McTeague had told himself that the heat upon the lower slopes of the Panamint had been dreadful; here in Death Valley it became a thing of terror. There was no longer any shadow but his own. He was scorched and parched from head to heel. It seemed to him that the smart of his tortured body could not have been keener if he had been flayed.

“If it gets much hotter,” he muttered, wringing the sweat from his thick fell of hair and mustache, “if it gets much hotter, I don' know what I'll do.” He was thirsty, and drank a little from his canteen. “I ain't got any too much water,” he murmured, shaking the canteen. “I got to get out of this place in a hurry, sure.”

By eleven o'clock the heat had increased to such an extent that McTeague could feel the burning of the ground come pringling and stinging through the soles of his boots. Every step he took threw up clouds of impalpable alkali dust, salty and choking, so that he strangled and coughed and sneezed with it.

“LORD! what a country!” exclaimed the dentist.

An hour later, the mule stopped and lay down, his jaws wide open, his ears dangling. McTeague washed his mouth with a handful of water and for a second time since sunrise wetted the flour-sacks around the bird cage. The air was quivering and palpitating like that in the stoke-hold of a steamship. The sun, small and contracted, swam molten overhead.

“I can't stand it,” said McTeague at length. “I'll have to stop and make some kinda shade.”

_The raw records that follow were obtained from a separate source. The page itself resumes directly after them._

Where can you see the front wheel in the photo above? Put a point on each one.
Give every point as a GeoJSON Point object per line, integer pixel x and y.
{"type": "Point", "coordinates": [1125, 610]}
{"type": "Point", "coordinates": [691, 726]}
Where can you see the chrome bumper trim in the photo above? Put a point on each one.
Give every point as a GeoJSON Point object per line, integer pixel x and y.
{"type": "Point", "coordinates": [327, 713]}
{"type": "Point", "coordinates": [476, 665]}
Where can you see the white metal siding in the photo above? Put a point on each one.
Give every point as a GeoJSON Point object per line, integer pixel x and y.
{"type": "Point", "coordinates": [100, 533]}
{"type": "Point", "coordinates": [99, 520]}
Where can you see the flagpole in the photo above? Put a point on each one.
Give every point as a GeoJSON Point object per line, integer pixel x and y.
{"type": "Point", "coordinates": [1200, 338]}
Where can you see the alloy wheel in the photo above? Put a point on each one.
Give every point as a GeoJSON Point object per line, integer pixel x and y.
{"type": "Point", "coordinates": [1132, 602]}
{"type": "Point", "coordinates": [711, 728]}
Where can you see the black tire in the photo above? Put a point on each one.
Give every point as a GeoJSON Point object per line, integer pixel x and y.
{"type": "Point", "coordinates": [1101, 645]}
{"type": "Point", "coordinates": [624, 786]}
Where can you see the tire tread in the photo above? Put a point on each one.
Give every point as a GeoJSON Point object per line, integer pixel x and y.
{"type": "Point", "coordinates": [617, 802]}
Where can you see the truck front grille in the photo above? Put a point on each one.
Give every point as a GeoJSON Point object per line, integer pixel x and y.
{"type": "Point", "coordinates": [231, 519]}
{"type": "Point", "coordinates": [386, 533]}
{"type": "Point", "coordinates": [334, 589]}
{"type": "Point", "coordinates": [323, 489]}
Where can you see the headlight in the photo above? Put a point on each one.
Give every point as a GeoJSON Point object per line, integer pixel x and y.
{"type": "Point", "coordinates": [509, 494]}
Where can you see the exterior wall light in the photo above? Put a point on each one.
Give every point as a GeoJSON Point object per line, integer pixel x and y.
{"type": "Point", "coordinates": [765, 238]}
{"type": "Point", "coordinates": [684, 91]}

The mule was crouched upon the ground, panting rapidly, with half-closed eyes. The dentist removed the saddle, and unrolling his blanket, propped it up as best he could between him and the sun. As he stooped down to crawl beneath it, his palm touched the ground. He snatched it away with a cry of pain. The surface alkali was oven-hot; he was obliged to scoop out a trench in it before he dared to lie down.

By degrees the dentist began to doze. He had had little or no sleep the night before, and the hurry of his flight under the blazing sun had exhausted him. But his rest was broken; between waking and sleeping, all manner of troublous images galloped through his brain. He thought he was back in the Panamint hills again with Cribbens. They had just discovered the mine and were returning toward camp. McTeague saw himself as another man, striding along over the sand and sagebrush. At once he saw himself stop and wheel sharply about, peering back suspiciously. There was something behind him; something was following him. He looked, as it were, over the shoulder of this other McTeague, and saw down there, in the half light of the cañón, something dark crawling upon the ground, an indistinct gray figure, man or brute, he did not know. Then he saw another, and another; then another. A score of black, crawling objects were following him, crawling from bush to bush, converging upon him. “THEY” were after him, were closing in upon him, were within touch of his hand, were at his feet—WERE AT HIS THROAT.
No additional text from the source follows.